First of all, I’m torn. Torn between having the wedding of the century, the most extravagant and memorable wedding ever and simply signing the marriage licence before a marriage commissioner and two witnesses and calling it a day. But this conflict does not come as a surprise to me. As I’ve shown through my poetry and other posts, I am a mass of contractions, each day a battle between the logical and the creative. The logical side of me tells me to save my money. To spend it on what matters, a house, a car, my family. The creative side tells me to live my dreams. To perform for the world, the role I’ve always imagined myself in.
My dream wedding is not a wedding. Not one single idea, but two separate and incompatible ideas. My first idea is more traditional in its conventions. The colours I want are cream, silver, and pastel purple. Pastel colours have always suited me and purple my favourite among them. The bodice of my dress would be made of lace. As beautiful as a strapless dress would be, I have always found them to be rather uncomfortable and thus the dress would have to extend over my shoulders. I haven’t decided whether I’d like the sheer lace should extend up to my neck or whether it should stop where a strapless dress would and have sheer material for the rest of the way up. From the waist down I’d like a skirt made of flowing, light material that moves smoothly as I walk. My bridesmaids would be dressed in pastel purple with deep purple and/or silver accents. The venue would have purple “curtains” of gossamer hanging across the ceiling like waves, coming down and giving the effect that we’re kind of in a tent (maybe that’s not the best way to describe what I’m seeing in my head, but I’m doing my best!). The cake would be three tiers, circular with a cascade of pastel purple flowers (most likely roses) that wind around the cake with darker purple butterflies and silver accents. With this wedding type I’d have to go with a traditional Western style wedding and reception.

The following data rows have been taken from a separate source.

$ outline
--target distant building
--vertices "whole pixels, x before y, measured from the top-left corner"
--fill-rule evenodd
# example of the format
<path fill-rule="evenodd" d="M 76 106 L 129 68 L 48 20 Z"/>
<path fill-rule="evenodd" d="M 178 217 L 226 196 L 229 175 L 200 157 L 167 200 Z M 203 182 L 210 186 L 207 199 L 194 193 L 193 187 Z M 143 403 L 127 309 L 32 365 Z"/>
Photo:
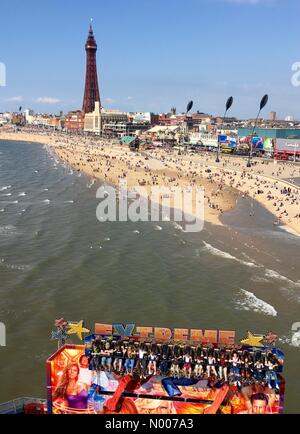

The second wedding plays a little more to a different, nerdier side of me. Maybe it has to do with the guy I’m currently into, but I still think it’d be a cool idea: a cross between Batman and Disney. I feel like this would be such an epic and fun wedding reception to go to. My dress would be a Cinderella dress or Cinderella wedding dress (designed by Alfred Angelo, see picture below), fitting, as Cinderella was my favourite Disney Princess growing up. The groom would dress in his usual way, but concealed beneath his suit is a Batman suit. It would proceed as a normal reception is expected to, but then a villian (probably the Joker) bursts in and tries to kidnap me, knocking the groom aside. The groom “disappears” and returns in full costume and an epic fight scene ensues. Of course he wins and the “police” show up to arrest the Joker and the wedding resumes as it should. I know how cheesy it sounds, but it would be a day I’d never forget. The wedding cake would be a compromise of course. The topper would be Batman and Cinderella, not sure if I’d just want them facing one another or if I’d want her to be in his arms at this point. Half the cake would be black and yellow with the Batman logo and the other white with blue and silver flowers and butterflies. I don’t want it to be a clear division like the example picture below, but I want it to look as though when you “chip” away the exterior, you reveal the Batman part of the cake below so there is a cross over. The flowers and butterflies would wind around the cake just like in my first wedding idea. This is to show the union between both parties and that despite the fact that I’m a princess, there’s still this nerdy side to me.
I’m sure regardless of what I go with, my parents will want me to host a traditional Chinese style wedding. That would happen in the morning and involves the groom trying to bribe his way into the house, trials the groom will have to successfully complete to win my hand in marriage, and of course the tea ceremony.
Thinking about this future makes me truly happy, but I know that deep inside, it doesn’t matter what ends up happening. If I have the chance to marry my best friend, if I have the opportunity to spend the rest of my life with my muse, no matter what kind of wedding we have I know that we will love each other forever and that is all that matters. And that is true happiness.